Existe a possibilidade de comparar o tribunal penal militar
ao qual foram
submetidos os “subversivos” a uma comissão que não possui
prerrogativas
punitivas, apenas de averiguação de fatos, de uma “verdade
histórica”? E, por falar
em “verdade histórica”, para encerrar esse tópico, talvez
seja importante lembrar
que o trabalhismo, eixo da política de João Goulart,
presidente à época do golpe
civil-militar, está muito longe de uma ameaça comunista e/ou
de subversão. Então,
quem deu o primeiro passo? E, mesmo que houvesse guerrilha
antes de 31 de
março de 1964, existia a necessidade de uma quebra da ordem
constitucional e
supressão da democracia?
Caros senhores, em que pese as críticas que podem ser feitas
ao trabalho da
Comissão Nacional da Verdade, se não há avanços em suas
investigações é
porque, em parte, não há colaboração dos senhores. Se existe
tanto orgulho e
regozijo dos 21 anos de ditadura, por que se calar diante
das convocações da
comissão? Não seria a possibilidade dos senhores
manifestarem sua opinião, como
em um legítimo regime democrático? Ainda sobre a comissão,
creio que falte
maiores informações para os senhores, mas não há pagamento
de nenhuma
indenização por dito órgão – apenas pela Comissão sobre
Mortos e Desaparecidos
Políticos e pela Comissão de Anistia.
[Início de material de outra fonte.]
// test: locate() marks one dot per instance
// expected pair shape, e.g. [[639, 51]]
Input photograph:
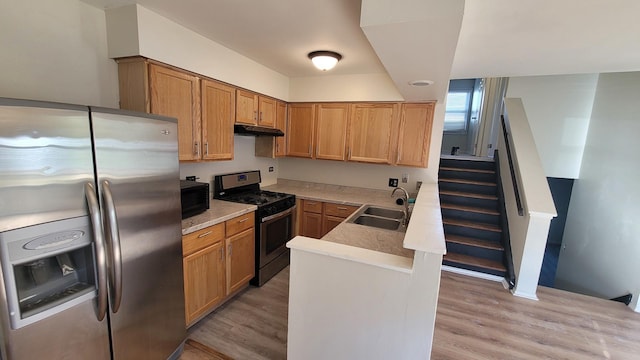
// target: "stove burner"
[[256, 197]]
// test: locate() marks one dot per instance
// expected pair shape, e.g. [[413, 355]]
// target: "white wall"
[[244, 159], [56, 51], [160, 39], [372, 176], [558, 108], [358, 87], [600, 247]]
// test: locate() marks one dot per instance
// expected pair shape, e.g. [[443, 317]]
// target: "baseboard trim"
[[471, 273]]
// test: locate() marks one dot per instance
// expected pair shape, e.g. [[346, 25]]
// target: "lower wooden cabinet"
[[204, 280], [217, 262], [318, 218], [240, 260]]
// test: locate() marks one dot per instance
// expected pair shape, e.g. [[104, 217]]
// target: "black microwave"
[[194, 197]]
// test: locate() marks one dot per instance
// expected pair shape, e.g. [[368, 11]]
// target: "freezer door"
[[138, 175], [45, 160]]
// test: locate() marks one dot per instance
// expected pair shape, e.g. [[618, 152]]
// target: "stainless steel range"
[[275, 219]]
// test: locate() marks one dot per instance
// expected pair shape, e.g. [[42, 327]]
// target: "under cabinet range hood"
[[252, 130]]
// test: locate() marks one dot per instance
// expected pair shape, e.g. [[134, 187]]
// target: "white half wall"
[[56, 51], [600, 249], [528, 231], [161, 39], [558, 108]]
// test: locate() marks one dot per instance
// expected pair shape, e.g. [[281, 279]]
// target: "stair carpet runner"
[[469, 205]]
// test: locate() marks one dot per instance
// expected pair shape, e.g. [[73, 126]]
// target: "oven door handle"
[[280, 214]]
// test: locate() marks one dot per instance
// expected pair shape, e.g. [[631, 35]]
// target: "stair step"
[[463, 240], [468, 194], [469, 182], [469, 209], [479, 171], [472, 224], [474, 261]]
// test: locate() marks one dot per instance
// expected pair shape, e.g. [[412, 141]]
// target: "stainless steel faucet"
[[405, 197]]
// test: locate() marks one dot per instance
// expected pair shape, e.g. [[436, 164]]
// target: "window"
[[456, 118]]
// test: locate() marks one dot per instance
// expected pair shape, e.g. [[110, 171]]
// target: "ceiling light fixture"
[[421, 82], [324, 60]]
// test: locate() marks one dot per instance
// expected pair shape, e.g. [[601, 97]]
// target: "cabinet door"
[[331, 131], [240, 260], [329, 222], [372, 132], [177, 94], [246, 107], [204, 280], [300, 128], [218, 116], [414, 138], [281, 123], [267, 112], [311, 225]]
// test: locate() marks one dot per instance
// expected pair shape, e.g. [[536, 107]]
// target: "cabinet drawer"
[[312, 206], [202, 238], [240, 223], [339, 210]]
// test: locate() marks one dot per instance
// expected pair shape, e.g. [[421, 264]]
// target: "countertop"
[[219, 211], [366, 237]]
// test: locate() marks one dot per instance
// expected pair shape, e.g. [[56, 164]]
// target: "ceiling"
[[496, 37]]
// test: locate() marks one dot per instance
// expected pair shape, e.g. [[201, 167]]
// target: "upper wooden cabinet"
[[281, 123], [253, 109], [218, 114], [300, 130], [276, 146], [205, 109], [177, 94], [414, 137], [373, 132], [331, 125]]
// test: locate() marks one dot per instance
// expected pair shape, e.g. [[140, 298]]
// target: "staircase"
[[471, 215]]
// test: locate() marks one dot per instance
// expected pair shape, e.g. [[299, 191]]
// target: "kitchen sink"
[[379, 217], [386, 213], [379, 222]]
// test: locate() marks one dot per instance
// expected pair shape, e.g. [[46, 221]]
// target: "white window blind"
[[457, 111]]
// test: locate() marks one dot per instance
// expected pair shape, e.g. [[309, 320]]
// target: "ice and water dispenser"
[[47, 268]]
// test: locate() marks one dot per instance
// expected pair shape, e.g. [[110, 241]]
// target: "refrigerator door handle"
[[113, 234], [101, 256]]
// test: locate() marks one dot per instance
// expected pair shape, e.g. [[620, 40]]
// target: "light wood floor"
[[251, 326], [476, 319]]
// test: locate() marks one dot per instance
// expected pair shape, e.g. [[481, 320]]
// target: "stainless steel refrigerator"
[[90, 238]]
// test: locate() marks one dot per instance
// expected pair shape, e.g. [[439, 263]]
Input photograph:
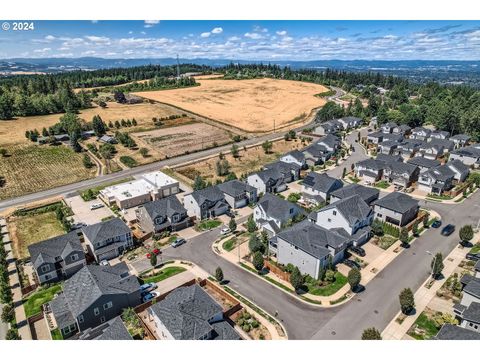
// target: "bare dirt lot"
[[251, 105], [177, 140]]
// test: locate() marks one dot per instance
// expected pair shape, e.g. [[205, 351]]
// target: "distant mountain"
[[444, 71]]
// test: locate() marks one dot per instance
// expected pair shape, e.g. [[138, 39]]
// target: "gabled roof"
[[186, 313], [165, 207], [313, 239], [93, 281], [278, 208], [322, 182], [58, 246], [365, 193], [236, 188], [352, 208], [105, 230], [397, 201]]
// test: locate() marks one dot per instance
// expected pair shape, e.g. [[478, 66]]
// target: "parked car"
[[148, 287], [96, 206], [150, 296], [358, 250], [436, 224], [351, 264], [448, 230], [178, 242]]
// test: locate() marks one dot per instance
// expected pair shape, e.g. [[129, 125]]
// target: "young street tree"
[[407, 301], [371, 334]]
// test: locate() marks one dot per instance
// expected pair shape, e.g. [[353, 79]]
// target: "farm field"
[[31, 168], [250, 105], [177, 140], [250, 160]]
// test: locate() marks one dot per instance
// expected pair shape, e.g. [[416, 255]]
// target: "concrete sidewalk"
[[423, 296]]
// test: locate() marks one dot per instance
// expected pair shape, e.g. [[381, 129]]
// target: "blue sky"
[[248, 40]]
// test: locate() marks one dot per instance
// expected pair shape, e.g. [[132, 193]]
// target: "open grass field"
[[31, 168], [250, 105], [13, 131], [250, 160], [30, 229], [173, 141]]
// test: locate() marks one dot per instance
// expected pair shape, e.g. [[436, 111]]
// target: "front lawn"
[[327, 290], [208, 224], [164, 274], [33, 304]]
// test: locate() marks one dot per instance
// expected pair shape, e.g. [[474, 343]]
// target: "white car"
[[96, 206]]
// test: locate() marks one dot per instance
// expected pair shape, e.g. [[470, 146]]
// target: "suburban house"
[[309, 247], [267, 181], [206, 203], [400, 173], [367, 194], [289, 171], [166, 214], [460, 140], [93, 296], [107, 239], [295, 157], [190, 313], [423, 164], [469, 155], [238, 194], [114, 329], [436, 180], [151, 186], [272, 213], [396, 208], [57, 258], [350, 215], [316, 188]]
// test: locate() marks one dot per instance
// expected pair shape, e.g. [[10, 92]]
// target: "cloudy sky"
[[248, 40]]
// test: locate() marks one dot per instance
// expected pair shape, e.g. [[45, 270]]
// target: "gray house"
[[396, 208], [107, 239], [206, 203], [190, 313], [57, 258], [166, 214], [93, 296], [238, 194], [316, 188]]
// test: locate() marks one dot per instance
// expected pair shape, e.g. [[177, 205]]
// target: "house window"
[[107, 305]]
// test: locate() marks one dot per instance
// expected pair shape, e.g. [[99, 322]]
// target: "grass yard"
[[30, 229], [33, 304], [32, 168], [330, 289], [164, 274]]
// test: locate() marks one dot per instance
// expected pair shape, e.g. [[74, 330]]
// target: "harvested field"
[[178, 140], [249, 161], [13, 131], [31, 168], [250, 105]]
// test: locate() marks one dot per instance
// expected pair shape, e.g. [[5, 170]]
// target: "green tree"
[[354, 277], [219, 274], [407, 301], [371, 334]]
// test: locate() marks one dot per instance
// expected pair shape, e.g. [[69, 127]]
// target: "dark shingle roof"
[[453, 332], [105, 230], [186, 312], [366, 193], [93, 281], [397, 202]]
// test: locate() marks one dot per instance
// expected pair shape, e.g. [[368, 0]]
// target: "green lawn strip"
[[33, 304], [330, 289], [164, 274]]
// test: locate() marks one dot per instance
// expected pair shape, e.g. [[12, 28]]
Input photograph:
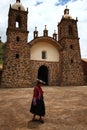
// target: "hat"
[[39, 80]]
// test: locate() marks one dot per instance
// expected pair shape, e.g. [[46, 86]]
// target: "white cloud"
[[46, 13]]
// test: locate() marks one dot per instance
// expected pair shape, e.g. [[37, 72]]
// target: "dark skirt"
[[39, 108]]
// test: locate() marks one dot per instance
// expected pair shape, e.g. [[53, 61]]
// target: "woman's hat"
[[40, 81]]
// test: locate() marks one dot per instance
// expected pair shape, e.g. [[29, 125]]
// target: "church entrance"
[[43, 74]]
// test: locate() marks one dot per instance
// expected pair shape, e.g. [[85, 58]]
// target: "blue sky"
[[48, 12]]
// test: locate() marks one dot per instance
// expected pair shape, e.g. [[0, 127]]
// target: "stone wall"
[[53, 71]]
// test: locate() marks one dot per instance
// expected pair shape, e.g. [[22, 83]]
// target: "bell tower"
[[70, 61], [15, 69]]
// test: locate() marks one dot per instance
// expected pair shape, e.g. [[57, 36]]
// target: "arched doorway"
[[43, 74]]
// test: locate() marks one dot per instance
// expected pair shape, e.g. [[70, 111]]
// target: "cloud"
[[38, 3]]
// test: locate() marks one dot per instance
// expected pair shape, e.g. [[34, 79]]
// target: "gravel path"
[[66, 109]]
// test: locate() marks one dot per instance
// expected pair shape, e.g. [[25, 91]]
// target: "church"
[[56, 60]]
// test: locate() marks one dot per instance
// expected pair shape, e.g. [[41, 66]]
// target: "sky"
[[48, 12]]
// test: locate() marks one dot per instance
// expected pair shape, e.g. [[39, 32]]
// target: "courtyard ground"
[[66, 109]]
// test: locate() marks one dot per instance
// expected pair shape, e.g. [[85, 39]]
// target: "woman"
[[37, 105]]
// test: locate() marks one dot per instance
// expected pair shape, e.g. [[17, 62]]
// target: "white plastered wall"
[[52, 53]]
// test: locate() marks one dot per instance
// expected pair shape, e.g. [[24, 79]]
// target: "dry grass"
[[66, 109]]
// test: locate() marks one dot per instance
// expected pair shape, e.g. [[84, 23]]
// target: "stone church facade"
[[56, 62]]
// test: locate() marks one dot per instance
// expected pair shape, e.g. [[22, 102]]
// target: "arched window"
[[70, 31], [17, 56], [18, 22]]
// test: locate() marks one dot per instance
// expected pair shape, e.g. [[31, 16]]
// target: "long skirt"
[[39, 108]]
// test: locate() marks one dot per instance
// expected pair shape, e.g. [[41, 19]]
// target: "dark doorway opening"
[[43, 74]]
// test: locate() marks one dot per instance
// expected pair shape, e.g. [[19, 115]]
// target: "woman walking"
[[37, 105]]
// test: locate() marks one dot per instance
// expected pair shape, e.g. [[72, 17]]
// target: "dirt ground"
[[66, 109]]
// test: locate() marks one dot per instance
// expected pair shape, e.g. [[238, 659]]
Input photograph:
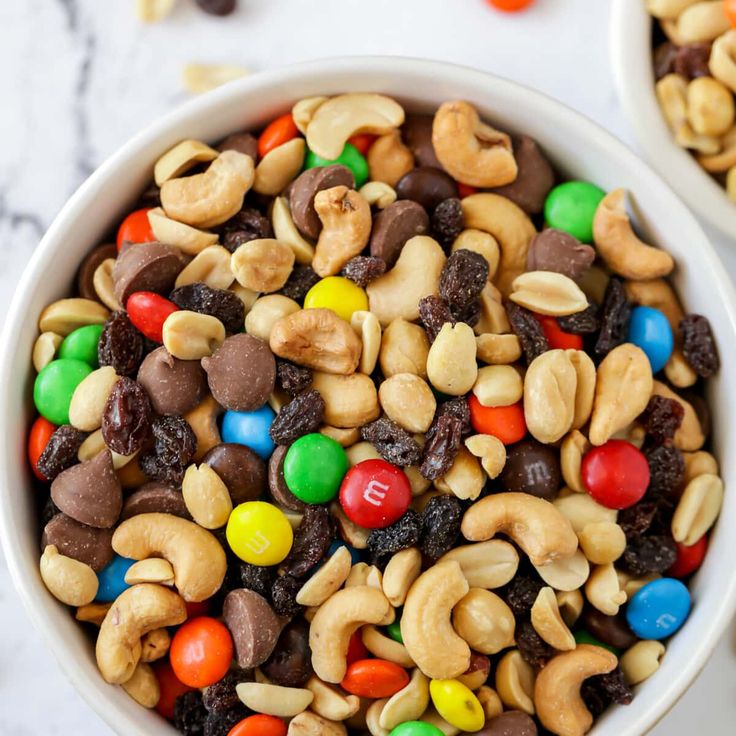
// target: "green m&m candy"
[[82, 344], [314, 467], [54, 386], [350, 157], [571, 207]]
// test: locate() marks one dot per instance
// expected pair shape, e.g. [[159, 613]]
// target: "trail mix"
[[694, 52], [337, 439]]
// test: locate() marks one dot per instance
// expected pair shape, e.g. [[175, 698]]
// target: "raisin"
[[220, 303], [393, 442], [614, 316], [312, 539], [402, 534], [529, 331], [448, 221], [126, 419], [434, 312], [440, 526], [190, 713], [302, 415], [61, 451], [120, 345], [249, 224], [699, 346], [364, 269], [649, 554], [462, 279], [300, 281], [174, 445], [661, 418], [442, 447]]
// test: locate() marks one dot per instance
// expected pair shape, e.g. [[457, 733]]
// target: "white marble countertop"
[[81, 76]]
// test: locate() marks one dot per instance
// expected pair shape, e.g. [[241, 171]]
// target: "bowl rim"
[[633, 75], [93, 689]]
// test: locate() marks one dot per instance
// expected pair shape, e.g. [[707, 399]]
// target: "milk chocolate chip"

Tal “bolsa ditadura”
se trata de uma medida
compensatória pela dificuldade ou impossibilidade de reparar
as sequelas da
tortura, os traumas do desaparecimento, e a ausência gerada
pela morte. “Bolsa
ditadura”, paga com o erário público, o mesmo que mantém as
voluptuosas
aposentadorias que os senhores recebem por cumprirem os
ditames “do Exército de
Caxias”.
Quanto ao pedido de desculpas, talvez não lhes compita, mas
sim à presidenta,
comandante-em-chefe das Forças Armadas e representante do
Estado brasileiro,
que espero que assuma um compromisso ético e moral que não
permita se
orgulhar de um passado ditatorial, responsável por sequelas
individuais e coletivas
que impregnam a democracia. Os senhores podem manifestar-se
individualmente,
se assim desejarem e se os destinatários desse ato assim o
quiserem, pois
acredito que eles querem muito mais; nem desculpa, nem
perdão: mas justiça!
(*) Caroline Silveira Bauer é professora de História
Contemporânea na Universidade
Federal de Pelotas. Doutora pela Universidade Federal do Rio
Grade do Sul e pela
Universitat de Barcelona, é autora do livro "Brasil e
Argentina: ditaduras,
desaparecimentos e políticas de memória".